Seoul’s Defense Ministry said they have yet to finalize the scenario, adding that they are still working on the specifics with the Combined Forces Command, which had previously taken the lead in the exercise but will hand it over to South Korea’s Joint Chiefs of Staff this year.
The forthcoming drill is expected to be the biggest-ever in scale, with the allies in consultation over a permanent stationing of US strategic assets on the peninsula. A week earlier, Gen. Lee Sun-jin, the chairman of South Korea’s Joint Chiefs of Staff, reiterated the request to his counterpart Gen. Joseph Dunford.

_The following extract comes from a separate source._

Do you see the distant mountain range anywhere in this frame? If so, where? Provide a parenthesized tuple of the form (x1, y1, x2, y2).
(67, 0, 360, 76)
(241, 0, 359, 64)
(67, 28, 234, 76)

During his first overseas trip as the new US defense secretary, Jim Mattis and his counterpart Han Min-koo vowed to push ahead with the THAAD deployment this year as planned. A THAAD battery is expected to be deployed as early as this summer on a golf course in Seongju, North Gyeongsang Province.
In their annual Security Consultative Meeting in late 2015, South Korea and the US adopted the “4D” concept as an operational guideline to counter nuclear and missile threats from North Korean, which has recently threatened to launch an intercontinental ballistic missile “at any time and place.”
The allies applied the concept for the first time during last year‘s exercise. In the latest edition, they are expected to focus on fleshing it out into a more sophisticated one, the military officials said.
The 4D stands for “Detect, Defense, Disrupt, Destroy.” “Detect” represents the allies’ procedures to track North Korea’s missile movements with various intelligence-gathering assets, while “Defense” refers to a set of allied defensive operations to minimize any damage from potential attacks.
“Disrupt” means striking North Korea’s core missile facilities including supporting installations, while “Destroy” refers to the allies’ efforts to demolish the North’s mobile launchers and incoming missiles.